The rats in this two-year
study were given their first dose of PFOA almost 10 years ago, in July 2009.
And the NTP released a statistical
analysis of the tumor study in June 2018. Yet more than a year later,
the NIEHS has not published reports of the studies, which regulators
typically need to fully understand the science when setting safety levels.
Asked in March about the delay
in releasing the reports, Robin Arnette, of the NIEHS’s office of
communications and public liaison, wrote in an email to The Intercept that “NTP
routinely releases data tables for completed studies while formal reports are
in preparation” and that reports that go along with the toxicology research on
PFAS “are currently undergoing external peer review. We anticipate their
publication on the NTP website later in 2019.”
A technical report based on
the research “is in preparation and external peer review will take place later
in 2019; the date is not yet set,” according to Arnette’s email, which also
said, “Timelines and prioritization are dynamic. We are actively managing our
usual processes to enable efficient delivery of information for those agents of
growing public concern.”
Although the reports have yet
to be released, some state regulators are already considering the NTP data as
they set safety thresholds for PFAS. The Minnesota Department of Health cited
the NTP tables in its April health-based
guideline for PFHxS. And in March, California regulators
set interim safety levels of 14 and 13 ppt for PFOA and PFOS, while citing “new
cancer data recently released by the National Toxicology Program” and noting
that safety levels “and the health effects on which they are based may change.”

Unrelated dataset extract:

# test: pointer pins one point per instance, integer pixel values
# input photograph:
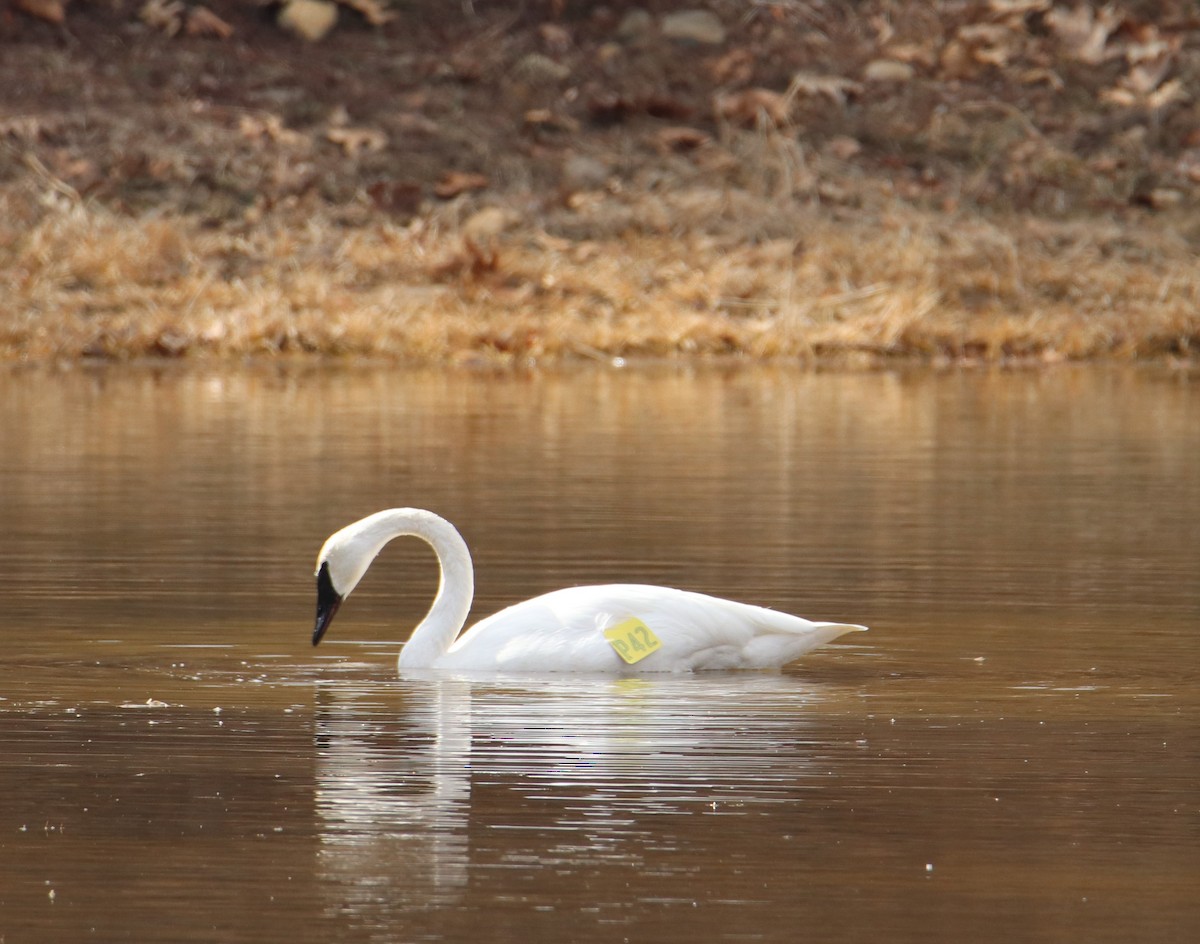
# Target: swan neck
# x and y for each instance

The amount of these chemicals
deemed safe to ingest in drinking water has been dropping quickly over the past
several years, as is often the case as scientists learn more about how
chemicals affect health. Between 2009 and 2016, the EPA’s official safety
threshold for PFOA was 400 ppt. In 2016, the agency lowered the number to 70
ppt. Several states have since calculated lower limits. Vermont set
drinking water health advisory limits of 20 ppt for PFOA. And, in April, New Jersey proposed
drinking water standards of 14 ppt for PFOA and 13 ppt for the closely related
chemical PFOS.
Update: June 20, 2019
After publication,
the National Institute of Environmental Health Sciences provided the
following statement from Linda Birnbaum:
The NIEHS has undertaken an
extensive PFAS research program, which involves many studies, hundreds of
chemicals, and partnerships across federal government. There are almost 5,000
PFAS chemicals in use today. Right now, we don’t know enough about the uses and
potential hazards of exposure to PFAS, but if our research results for PFAS are
similar to what we’ve seen with other biologically active chemicals such as
lead, arsenic, and asbestos, I would not be surprised if the safe level of PFAS
for humans is as low as 1.0-0.1 PPT. That’s why this research is so important,
and necessary for protecting public health.